In de periode waarin ik nog kind was en opgroeide naar jonge volwassenheid was werken iets wat voor de meesten van mijn generatie gewoon in het verschiet lag. Wanneer je dat ging doen werd niet bepaald door het aanbod vanuit werkgevers, nee het zat meer in de wijze waarop jij je studie had geregeld. Nou ja ‘jij’. In de meeste gevallen werd dat gedaan door de school waar je op zat. Aan de hand van criteria als inzet, vlijt, slimheid, maar ook afkomst en mogelijke ervaringen met eerdere kinderen uit hetzelfde gezin. Wie door wilde leren had de toestemming nodig van het schoolhoofd en dat kreeg je maar bij hoge uitzondering. De rest ging als het een beetje mee zat richting ulo of lts. Gelukkig bleef dat laatste me bespaard. Het gebrek aan kluskracht bleek al snel uit mijn cijfers voor handenarbeid. Echt een voldoende haalde ik zelden. Maar ik had voor taal, rekenen, geschiedenis en dat soort dingen altijd bovengemiddelde cijfers. Dat gaf wel een beeld. Nu was er indertijd ook nog zoiets als avondonderwijs.
Een vorm van extra zware belasting voor hen die al vroeg aan het werk gingen. Het inkomen van kinderen speelde indertijd een grote rol in de gezinnen die na de oorlog werkten aan heropbouw en een beetje comfort. Mijn geluk werd bepaald door een meneer van een bankinstelling die actief jongelieden ging werven om toch vooral naar de bancaire wereld over te stappen. Mits je bereid was jarenlang in die avonduren te gaan studeren. Ik was er zo een. Samen met nog wat mensen met wie ik klas of school deelde. En zo kon het gebeuren dat mijn eerste werkkring vooral werd bevolkt door mensen van katholieken huize die elkaar ook nog eens kenden van school. Het bleek een goede greep. Ik kreeg meer gevoel voor discipline dan ik al had gehad voordien, ontdekte hoe leuk werken is, zag ineens voor me welk carrierepad ik zou kiezen en wat ik daarvoor zou moeten doen.

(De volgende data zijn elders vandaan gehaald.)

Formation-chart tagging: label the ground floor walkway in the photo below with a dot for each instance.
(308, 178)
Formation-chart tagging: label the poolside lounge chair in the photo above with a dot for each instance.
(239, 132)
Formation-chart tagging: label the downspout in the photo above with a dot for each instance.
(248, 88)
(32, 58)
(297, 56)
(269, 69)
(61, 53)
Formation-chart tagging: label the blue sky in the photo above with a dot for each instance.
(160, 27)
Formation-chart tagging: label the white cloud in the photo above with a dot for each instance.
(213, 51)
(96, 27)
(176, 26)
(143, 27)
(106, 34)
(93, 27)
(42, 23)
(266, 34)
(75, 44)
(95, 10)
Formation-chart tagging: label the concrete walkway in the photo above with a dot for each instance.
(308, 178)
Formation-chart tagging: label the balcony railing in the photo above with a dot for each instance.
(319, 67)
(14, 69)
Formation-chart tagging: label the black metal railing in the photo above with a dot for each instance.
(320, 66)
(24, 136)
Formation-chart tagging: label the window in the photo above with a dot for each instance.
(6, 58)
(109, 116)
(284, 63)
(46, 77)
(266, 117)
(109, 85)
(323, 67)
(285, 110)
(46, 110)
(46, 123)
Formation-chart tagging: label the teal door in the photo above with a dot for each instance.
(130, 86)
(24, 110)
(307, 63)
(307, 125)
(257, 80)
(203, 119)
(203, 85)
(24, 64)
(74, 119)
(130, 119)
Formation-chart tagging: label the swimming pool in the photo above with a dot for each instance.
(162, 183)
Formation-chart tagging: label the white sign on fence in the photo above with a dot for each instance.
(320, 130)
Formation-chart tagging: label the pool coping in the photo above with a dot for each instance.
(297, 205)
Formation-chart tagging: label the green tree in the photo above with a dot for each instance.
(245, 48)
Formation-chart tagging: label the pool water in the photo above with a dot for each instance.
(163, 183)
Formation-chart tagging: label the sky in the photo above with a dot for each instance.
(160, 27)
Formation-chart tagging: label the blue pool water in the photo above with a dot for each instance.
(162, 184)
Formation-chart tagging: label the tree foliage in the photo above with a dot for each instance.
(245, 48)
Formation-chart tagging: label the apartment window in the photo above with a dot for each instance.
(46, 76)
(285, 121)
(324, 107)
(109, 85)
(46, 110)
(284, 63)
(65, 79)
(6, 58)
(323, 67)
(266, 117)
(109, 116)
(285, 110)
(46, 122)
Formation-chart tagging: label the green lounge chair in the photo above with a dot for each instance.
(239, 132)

Het werk werd relatief slecht betaald, maar je had wel een echt inkomen. Waarvan ik een deel gebruikte om een bijdrage te leveren aan het gezinsinkomen, maar ook om alvast wat sparen voor ‘later’. Zo was dat in die jaren. Daarnaast bleek na een jaar of twee dat we niet meer op zaterdagochtend hoefden te werken. Er bleef wat vrije tijd over en die werd weer besteed aan een bijbaan links en rechts. O.a. in de brommerhandel van een bevriende relatie van mijn ‘pa’ waardoor ik weer wat extra geld kreeg dat natuurlijk werd besteed aan zaken die me mobiel hielden of bij de tijd. Het kon allemaal en je deed daarnaast dus ook nog de studie in de avonduren, het huiswerk dat niet mis was en je had zelfs ook nog tijd voor andere zaken. Toch was die bank niet zo mijn ding. Het avontuur miste ik, het was allemaal te veel geregeld, te ambtenaar achtig.

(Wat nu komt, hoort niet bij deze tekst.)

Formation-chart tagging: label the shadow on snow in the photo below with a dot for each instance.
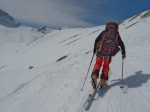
(133, 81)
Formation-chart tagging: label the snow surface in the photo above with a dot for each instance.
(46, 75)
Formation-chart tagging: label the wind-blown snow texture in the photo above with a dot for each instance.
(47, 74)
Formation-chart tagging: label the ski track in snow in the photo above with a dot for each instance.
(60, 60)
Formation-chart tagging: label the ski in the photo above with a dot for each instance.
(91, 97)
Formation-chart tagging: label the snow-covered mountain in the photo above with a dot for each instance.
(47, 74)
(7, 20)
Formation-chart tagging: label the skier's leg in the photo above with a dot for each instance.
(104, 75)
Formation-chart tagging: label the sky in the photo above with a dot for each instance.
(72, 13)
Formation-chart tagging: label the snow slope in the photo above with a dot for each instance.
(47, 75)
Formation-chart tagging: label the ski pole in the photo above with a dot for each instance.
(87, 72)
(122, 74)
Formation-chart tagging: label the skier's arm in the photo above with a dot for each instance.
(121, 44)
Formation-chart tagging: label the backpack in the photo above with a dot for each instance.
(107, 46)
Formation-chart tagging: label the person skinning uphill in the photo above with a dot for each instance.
(106, 45)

En net toen ik besloot om te vertrekken richting mijn toenmalige passie, Schiphol, kwamen bij de bank grote ‘Hollerit-machines’ in gebruik. Voorlopers van de latere computers. Het zorgde voor veel opwinding, maar ook voor afbouw van banen. Van de afdeling waar ik ooit begon (groot 65 mensen) bleek na enige tijd weinig meer over. De mechanisatie van de arbeidsplekken was volop in ontwikkeling. Maar toen werkte ik al weer in een andere job, bij een totaal ander bedrijf en leerde ik iets over vele zaken die ik gewoon leuk vond. Nederlandse taal, in al haar facetten. Of hoe je een vliegtuig moest afhandelen als het grondpersoneel dat niet voor mekaar kreeg. Kwam het toch nog goed met die bromnozem die zijn blikken altijd op de toekomst richtte. Doe ik nog steeds, maar niet meer voor het werk. Dat is nu wel voorbij. Mogen anderen intussen doen.